Zusammenfassung der Pressekonferenz vom 25.03.2021
Am 25.03. stellten BaT und VUK gemeinsam die von beiden Verbänden entwickelte Studie „Arbeitsbedingungen und Berufszufriedenheit angestellter Tierärzt:innen in Deutschland 2020“ vor. Die von Dr. Charlotte Jensen ausgewerteten Fragebögen von über 1400 Umfrageteilnehmenden zeigen ein Bild der aktuellen beruflichen Situation von Arbeitnehmer:innen in der Tiermedizin.
Notwendigkeit der Studie
Der Wandel hin zum Arbeitnehmer:innenmarkt und die damit einhergehenden zunehmenden Schwierigkeiten der Arbeitgeber:innen Personal zu finden, machte diese Studie dringend notwendig. Ziel war es, Ursachen für diese Entwicklungen herauszufiltern, damit Mängel bei den derzeitigen Arbeitsbedingungen behoben werden und Arbeitgeber:innen Handlungsempfehlungen bekommen, mit welchen Maßnahmen sie die Berufszufriedenheit ihrer angestellten Tierärzt:innen verbessern können.
Bericht zur Konferenz
Im Rahmen einer Online Pressekonferenz mit über 140 Teilnehmer:innen wurden die Ergebnisse vorgestellt, Statements seitens des VUK und BaT abgegeben und Raum für Diskussion geboten. Sehr freuten wir uns über die Teilnahme von Vertreter:innen des bpt, BTK, selbstständigen sowie angestellten Tierärzt:innen, Studierenden der Tiermedizin und Pressevertreter:innen.
Hier möchten wir die wichtigsten Erkenntnisse abbilden und Schlussfolgerungen ziehen. Die komplette Studie selbst wird in naher Zukunft veröffentlicht, wo alle Ergebnisse nochmals detailliert nachgelesen werden können.
Arbeitszufriedenheit
Gefreut haben wir uns über die Tatsache, dass viele der Teilnehmenden ihre Zufriedenheit im Beruf mit einem „gut“ oder „sehr gut“ bewertet haben. Jedoch ist die immer noch hohe Unzufriedenheit in den ca. 30% der Antworten, die die Noten 4 bis 6 vergeben haben, klar erkennbar. Dieser Anteil ist zu hoch und die weiteren Studienergebnisse lieferten genügend Gründe, warum dies leider immer noch die aktuelle Situation widerspiegelt.

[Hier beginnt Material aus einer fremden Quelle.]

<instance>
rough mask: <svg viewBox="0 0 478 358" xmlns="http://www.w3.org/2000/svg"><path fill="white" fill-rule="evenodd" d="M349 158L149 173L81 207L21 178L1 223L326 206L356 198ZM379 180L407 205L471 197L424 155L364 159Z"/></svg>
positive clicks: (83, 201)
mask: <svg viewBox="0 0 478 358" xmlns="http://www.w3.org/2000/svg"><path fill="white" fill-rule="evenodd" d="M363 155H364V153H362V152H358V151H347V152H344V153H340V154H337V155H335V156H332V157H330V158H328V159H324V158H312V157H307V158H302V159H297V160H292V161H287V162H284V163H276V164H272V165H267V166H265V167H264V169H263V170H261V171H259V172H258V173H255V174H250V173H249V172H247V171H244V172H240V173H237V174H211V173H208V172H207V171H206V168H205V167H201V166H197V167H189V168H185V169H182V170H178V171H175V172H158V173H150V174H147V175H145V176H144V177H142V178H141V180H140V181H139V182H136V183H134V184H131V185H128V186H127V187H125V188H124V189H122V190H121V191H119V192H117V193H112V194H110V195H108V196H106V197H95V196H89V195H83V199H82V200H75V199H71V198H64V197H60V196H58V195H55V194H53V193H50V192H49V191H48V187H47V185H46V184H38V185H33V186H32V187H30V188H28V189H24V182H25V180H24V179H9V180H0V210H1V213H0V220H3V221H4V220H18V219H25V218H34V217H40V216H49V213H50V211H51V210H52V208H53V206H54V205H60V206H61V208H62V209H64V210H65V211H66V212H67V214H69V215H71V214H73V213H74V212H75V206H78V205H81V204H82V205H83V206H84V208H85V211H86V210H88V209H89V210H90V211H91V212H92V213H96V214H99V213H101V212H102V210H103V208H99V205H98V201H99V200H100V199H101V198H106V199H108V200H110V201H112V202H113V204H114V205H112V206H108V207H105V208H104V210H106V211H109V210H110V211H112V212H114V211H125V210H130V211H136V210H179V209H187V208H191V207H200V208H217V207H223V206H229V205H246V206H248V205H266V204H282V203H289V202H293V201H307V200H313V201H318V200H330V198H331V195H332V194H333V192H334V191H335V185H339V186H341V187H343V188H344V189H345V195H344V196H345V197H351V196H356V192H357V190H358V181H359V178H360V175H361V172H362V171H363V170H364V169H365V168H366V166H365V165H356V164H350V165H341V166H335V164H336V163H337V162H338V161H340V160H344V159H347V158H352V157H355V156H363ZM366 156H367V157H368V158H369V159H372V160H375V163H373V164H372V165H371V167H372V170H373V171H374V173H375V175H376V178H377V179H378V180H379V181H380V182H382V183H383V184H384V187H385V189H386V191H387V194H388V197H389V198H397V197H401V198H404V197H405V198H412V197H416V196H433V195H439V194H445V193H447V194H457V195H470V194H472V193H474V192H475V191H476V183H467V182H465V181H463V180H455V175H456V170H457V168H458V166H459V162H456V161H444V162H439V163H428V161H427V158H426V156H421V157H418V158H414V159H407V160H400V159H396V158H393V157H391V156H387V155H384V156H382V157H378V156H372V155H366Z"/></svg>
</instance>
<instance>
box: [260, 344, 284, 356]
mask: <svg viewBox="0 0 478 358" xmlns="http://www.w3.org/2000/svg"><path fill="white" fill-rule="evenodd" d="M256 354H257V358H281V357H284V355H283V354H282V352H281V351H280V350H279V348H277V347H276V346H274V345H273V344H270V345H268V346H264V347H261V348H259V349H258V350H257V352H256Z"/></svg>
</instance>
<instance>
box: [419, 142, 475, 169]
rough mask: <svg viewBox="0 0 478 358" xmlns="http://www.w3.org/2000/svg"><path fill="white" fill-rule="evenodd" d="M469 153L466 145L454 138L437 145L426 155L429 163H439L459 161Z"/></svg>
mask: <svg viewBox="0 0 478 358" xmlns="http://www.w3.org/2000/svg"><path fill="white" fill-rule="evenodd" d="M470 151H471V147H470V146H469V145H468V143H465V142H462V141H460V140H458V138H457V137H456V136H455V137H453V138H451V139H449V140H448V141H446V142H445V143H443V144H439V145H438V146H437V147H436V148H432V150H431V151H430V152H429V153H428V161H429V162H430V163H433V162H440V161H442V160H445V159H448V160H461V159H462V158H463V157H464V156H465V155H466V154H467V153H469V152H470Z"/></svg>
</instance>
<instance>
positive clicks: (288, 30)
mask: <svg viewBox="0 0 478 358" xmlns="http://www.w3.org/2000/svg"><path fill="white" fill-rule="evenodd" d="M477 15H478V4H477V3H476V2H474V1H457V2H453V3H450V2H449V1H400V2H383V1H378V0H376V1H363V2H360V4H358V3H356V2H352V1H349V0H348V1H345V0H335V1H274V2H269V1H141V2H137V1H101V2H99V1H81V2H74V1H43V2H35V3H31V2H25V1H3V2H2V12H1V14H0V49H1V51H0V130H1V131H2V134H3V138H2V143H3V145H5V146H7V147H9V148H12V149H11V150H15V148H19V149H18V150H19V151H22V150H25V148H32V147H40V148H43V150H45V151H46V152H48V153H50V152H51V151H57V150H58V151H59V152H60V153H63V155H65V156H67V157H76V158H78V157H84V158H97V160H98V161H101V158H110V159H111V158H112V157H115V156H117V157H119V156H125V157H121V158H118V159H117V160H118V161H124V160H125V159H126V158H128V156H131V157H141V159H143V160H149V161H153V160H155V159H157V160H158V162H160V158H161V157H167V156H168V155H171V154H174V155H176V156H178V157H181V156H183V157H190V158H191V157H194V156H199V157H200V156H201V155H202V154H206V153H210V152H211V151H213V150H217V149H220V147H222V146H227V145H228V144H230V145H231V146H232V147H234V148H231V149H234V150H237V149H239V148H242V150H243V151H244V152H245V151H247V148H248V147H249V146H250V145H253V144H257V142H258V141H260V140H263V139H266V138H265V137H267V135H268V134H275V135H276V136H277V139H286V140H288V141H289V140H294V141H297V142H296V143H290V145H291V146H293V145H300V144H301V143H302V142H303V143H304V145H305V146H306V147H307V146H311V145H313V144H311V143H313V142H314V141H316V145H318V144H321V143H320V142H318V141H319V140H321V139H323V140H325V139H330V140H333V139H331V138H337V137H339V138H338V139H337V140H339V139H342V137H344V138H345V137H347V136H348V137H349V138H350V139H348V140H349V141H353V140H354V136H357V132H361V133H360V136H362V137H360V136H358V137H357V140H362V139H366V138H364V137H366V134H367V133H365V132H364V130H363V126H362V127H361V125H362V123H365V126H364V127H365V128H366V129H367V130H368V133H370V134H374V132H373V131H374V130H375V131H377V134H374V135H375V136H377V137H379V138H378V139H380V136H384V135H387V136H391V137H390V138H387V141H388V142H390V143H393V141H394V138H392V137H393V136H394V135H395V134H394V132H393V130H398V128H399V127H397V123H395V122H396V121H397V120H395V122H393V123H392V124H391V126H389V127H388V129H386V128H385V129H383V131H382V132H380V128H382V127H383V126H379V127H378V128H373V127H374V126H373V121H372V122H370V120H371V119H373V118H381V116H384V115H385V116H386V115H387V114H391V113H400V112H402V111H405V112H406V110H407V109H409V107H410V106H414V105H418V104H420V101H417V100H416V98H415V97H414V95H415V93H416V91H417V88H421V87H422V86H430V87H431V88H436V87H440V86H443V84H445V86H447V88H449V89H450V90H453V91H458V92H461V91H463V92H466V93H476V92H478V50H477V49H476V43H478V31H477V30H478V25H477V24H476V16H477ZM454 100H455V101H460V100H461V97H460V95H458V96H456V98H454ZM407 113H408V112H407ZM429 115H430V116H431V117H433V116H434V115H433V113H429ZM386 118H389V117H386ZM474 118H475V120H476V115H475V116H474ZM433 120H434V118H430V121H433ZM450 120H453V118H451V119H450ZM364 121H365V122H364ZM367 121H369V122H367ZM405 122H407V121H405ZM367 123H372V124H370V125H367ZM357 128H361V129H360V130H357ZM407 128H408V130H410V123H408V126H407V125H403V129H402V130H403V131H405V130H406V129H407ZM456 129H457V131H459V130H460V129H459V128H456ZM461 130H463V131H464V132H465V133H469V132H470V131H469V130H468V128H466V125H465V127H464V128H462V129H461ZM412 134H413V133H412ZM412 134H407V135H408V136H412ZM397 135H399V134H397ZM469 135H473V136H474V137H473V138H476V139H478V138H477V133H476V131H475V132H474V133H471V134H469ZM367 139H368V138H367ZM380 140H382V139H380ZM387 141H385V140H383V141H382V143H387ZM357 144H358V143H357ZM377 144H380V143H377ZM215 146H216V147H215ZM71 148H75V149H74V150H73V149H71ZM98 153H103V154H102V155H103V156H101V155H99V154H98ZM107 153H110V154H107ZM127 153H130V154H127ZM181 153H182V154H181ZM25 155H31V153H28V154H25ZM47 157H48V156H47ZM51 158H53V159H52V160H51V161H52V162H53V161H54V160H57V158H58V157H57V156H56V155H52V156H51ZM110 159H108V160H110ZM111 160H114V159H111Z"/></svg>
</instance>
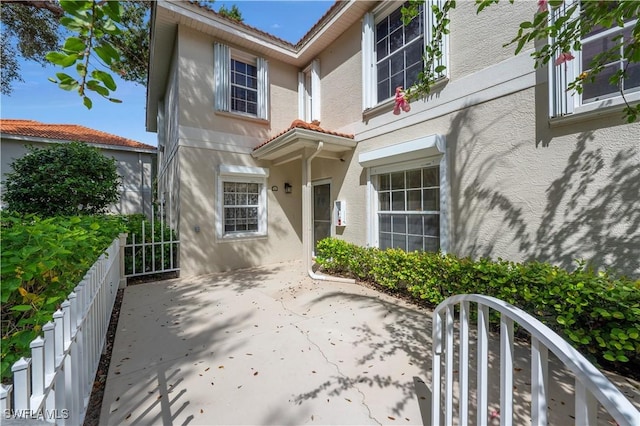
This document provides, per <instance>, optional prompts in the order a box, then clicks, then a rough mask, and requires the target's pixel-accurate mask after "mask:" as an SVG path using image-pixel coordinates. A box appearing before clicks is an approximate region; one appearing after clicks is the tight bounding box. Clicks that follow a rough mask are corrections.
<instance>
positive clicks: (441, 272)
mask: <svg viewBox="0 0 640 426" xmlns="http://www.w3.org/2000/svg"><path fill="white" fill-rule="evenodd" d="M316 251H317V257H316V261H317V262H318V264H319V265H320V266H321V267H322V268H323V269H324V270H325V271H327V272H328V273H332V274H342V275H346V276H350V277H352V278H356V279H358V280H364V281H372V282H374V283H376V284H378V285H380V286H382V287H384V288H386V289H390V290H393V291H404V292H406V293H407V294H409V295H411V296H412V297H413V298H415V299H417V300H421V301H423V302H425V303H426V304H428V305H429V306H432V307H435V306H437V305H438V304H439V303H441V302H442V301H444V300H445V299H446V298H447V297H449V296H453V295H456V294H470V293H475V294H483V295H487V296H493V297H496V298H498V299H501V300H504V301H505V302H508V303H511V304H512V305H514V306H517V307H519V308H521V309H523V310H524V311H526V312H528V313H530V314H532V315H534V316H536V317H537V318H538V319H539V320H540V321H542V322H543V323H545V324H546V325H547V326H549V327H550V328H552V329H553V330H555V331H556V332H557V333H559V334H560V335H563V336H564V337H565V338H567V340H569V341H570V342H571V343H572V344H573V345H574V346H575V347H576V348H577V349H578V350H581V351H582V352H583V353H585V354H587V355H591V356H592V358H595V360H596V361H598V362H605V363H606V362H610V363H612V364H611V365H612V367H613V368H615V369H620V368H621V365H620V363H630V364H632V365H633V366H634V367H635V368H636V369H637V368H638V367H640V280H637V281H633V280H630V279H627V278H619V277H615V276H613V275H612V274H610V273H609V272H603V271H600V272H598V271H594V270H591V269H588V268H586V267H585V265H584V264H582V263H581V264H579V265H578V268H577V269H576V270H575V271H572V272H569V271H566V270H564V269H561V268H559V267H557V266H553V265H550V264H548V263H541V262H527V263H515V262H510V261H506V260H502V259H498V260H497V261H493V260H491V259H487V258H482V259H478V260H472V259H470V258H458V257H456V256H454V255H451V254H442V253H427V252H411V253H406V252H404V251H402V250H399V249H388V250H384V251H382V250H378V249H373V248H362V247H358V246H356V245H354V244H350V243H347V242H345V241H342V240H338V239H335V238H327V239H325V240H322V241H320V242H319V243H318V247H317V250H316ZM358 262H360V263H358ZM634 367H632V368H631V369H633V368H634Z"/></svg>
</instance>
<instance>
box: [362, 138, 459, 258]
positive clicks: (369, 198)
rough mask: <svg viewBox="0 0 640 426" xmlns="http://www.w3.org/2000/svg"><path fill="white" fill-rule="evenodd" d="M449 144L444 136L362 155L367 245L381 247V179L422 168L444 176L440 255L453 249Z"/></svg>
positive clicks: (441, 192)
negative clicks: (364, 196) (365, 195)
mask: <svg viewBox="0 0 640 426" xmlns="http://www.w3.org/2000/svg"><path fill="white" fill-rule="evenodd" d="M448 161H449V160H448V155H447V144H446V138H445V136H444V135H437V134H436V135H430V136H425V137H422V138H418V139H414V140H410V141H405V142H401V143H398V144H395V145H390V146H385V147H383V148H378V149H374V150H372V151H366V152H362V153H360V154H359V156H358V162H359V163H360V165H361V166H362V167H363V168H364V169H365V170H366V174H367V191H366V196H367V202H366V209H367V213H366V214H367V244H368V245H369V246H370V247H380V230H379V226H380V223H379V220H378V199H379V191H378V189H377V188H378V185H377V179H378V178H377V175H380V174H384V173H393V172H398V171H406V170H412V169H418V168H429V167H438V168H439V174H440V182H439V183H440V191H439V192H440V194H439V196H440V205H439V216H440V227H439V246H440V251H441V252H443V253H447V252H448V251H449V250H450V247H452V241H451V233H450V229H449V228H450V225H449V217H450V215H449V205H450V202H449V194H450V185H449V172H448Z"/></svg>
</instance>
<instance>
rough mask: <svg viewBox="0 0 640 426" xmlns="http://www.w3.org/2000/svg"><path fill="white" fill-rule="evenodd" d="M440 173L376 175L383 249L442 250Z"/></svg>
mask: <svg viewBox="0 0 640 426" xmlns="http://www.w3.org/2000/svg"><path fill="white" fill-rule="evenodd" d="M439 172H440V170H439V168H438V167H426V168H419V169H412V170H405V171H397V172H391V173H383V174H379V175H377V178H378V179H377V194H378V203H377V204H378V213H377V214H378V245H379V248H380V249H386V248H400V249H403V250H405V251H416V250H422V251H438V250H439V249H440V173H439Z"/></svg>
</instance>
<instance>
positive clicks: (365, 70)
mask: <svg viewBox="0 0 640 426" xmlns="http://www.w3.org/2000/svg"><path fill="white" fill-rule="evenodd" d="M440 2H441V0H427V2H426V3H425V4H421V5H420V6H419V13H418V15H417V16H416V17H415V18H414V19H413V20H412V21H411V22H410V23H409V25H407V26H404V25H403V23H402V12H401V9H402V6H403V4H402V3H399V2H383V3H382V5H381V6H380V7H379V8H378V9H376V10H374V11H373V12H372V13H368V14H366V15H365V17H364V20H363V29H362V34H363V37H362V60H363V64H362V65H363V88H362V90H363V108H364V109H368V108H372V107H374V106H376V105H377V104H380V103H382V102H385V101H386V100H388V99H393V96H394V94H395V90H396V88H397V87H403V88H405V89H406V88H408V87H410V86H412V85H413V84H414V83H416V82H417V80H418V76H419V74H420V73H421V72H422V71H424V66H425V63H424V59H423V56H424V52H425V46H426V45H427V44H429V43H430V42H431V31H430V28H431V23H432V22H434V16H433V10H432V6H434V5H435V6H437V5H439V3H440ZM447 42H448V38H447V36H445V37H444V38H443V39H442V46H440V48H441V50H442V52H443V57H442V59H441V60H440V62H439V63H437V64H433V68H434V69H435V68H436V67H437V66H439V65H444V66H445V67H446V65H447V63H446V62H447V61H448V54H447V49H446V45H447ZM445 76H446V75H445V74H439V75H438V77H439V78H443V77H445Z"/></svg>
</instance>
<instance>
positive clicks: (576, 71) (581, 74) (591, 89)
mask: <svg viewBox="0 0 640 426" xmlns="http://www.w3.org/2000/svg"><path fill="white" fill-rule="evenodd" d="M575 3H576V0H567V1H565V2H564V3H562V5H560V6H559V7H557V8H556V9H554V10H553V13H552V15H551V17H552V19H558V18H559V17H561V16H563V15H564V14H565V13H567V11H568V10H570V8H572V7H574V6H575ZM637 22H638V20H637V19H633V20H629V21H627V22H625V23H624V25H623V26H620V27H618V26H614V27H612V28H602V27H597V28H594V29H593V30H592V31H591V32H590V33H589V34H587V35H586V36H585V37H583V39H582V49H581V50H580V51H577V52H573V55H574V56H575V59H574V60H571V61H567V62H564V63H563V64H561V65H557V66H554V65H550V66H549V83H550V84H549V90H550V93H549V99H550V103H549V115H550V116H551V117H559V116H563V115H567V114H572V113H581V112H589V111H594V110H597V109H599V108H602V107H609V106H617V105H624V100H623V99H622V95H621V93H620V92H621V90H622V91H624V94H625V97H626V99H627V102H633V101H637V100H640V64H638V63H633V64H629V63H628V61H627V60H626V58H624V46H625V44H626V42H628V41H629V40H631V38H632V37H633V34H632V31H633V27H634V26H635V25H636V23H637ZM615 46H618V49H619V53H620V55H619V56H620V57H619V58H617V59H616V58H610V61H609V62H607V63H605V64H604V68H603V69H602V70H601V71H600V72H599V73H598V74H597V75H596V76H595V80H594V81H590V80H589V79H587V80H585V81H584V83H583V91H582V93H577V92H575V91H573V90H570V89H569V85H570V84H571V83H572V82H573V81H575V80H576V78H578V77H579V76H581V75H582V76H584V75H589V72H590V71H591V69H590V66H591V61H592V60H593V59H594V58H595V57H596V56H597V55H599V54H601V53H603V52H607V51H609V50H610V49H611V48H613V47H615ZM619 71H625V76H624V78H623V79H622V80H621V81H620V86H616V85H612V84H611V83H610V81H609V79H610V78H611V77H612V76H613V75H614V74H615V73H616V72H619Z"/></svg>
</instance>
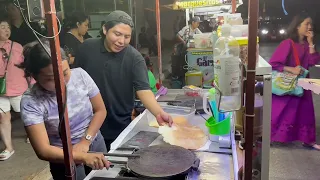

Stundenlohn und Gender-Pay-Gap
Der Stundenlohn beträgt durchschnittlich 20,51€, inklusive aller Zusatzleistungen. Wobei dieser bei nicht-kurativ tätigen Tierärzt:innen höher liegt.
Erschreckend war der Anteil von 1,5% der Kolleg:innen, die immer noch unter dem Mindestlohn arbeiten. In Verbindung mit der Gender-Pay-Gap von 18% bei Berufseinsteiger:innen (dies entspricht 3,60€ mehr Stundenlohn für Tierärzte), sind das zwei Ergebnisse, worüber man im Jahre 2021 nur noch den Kopf schütteln kann.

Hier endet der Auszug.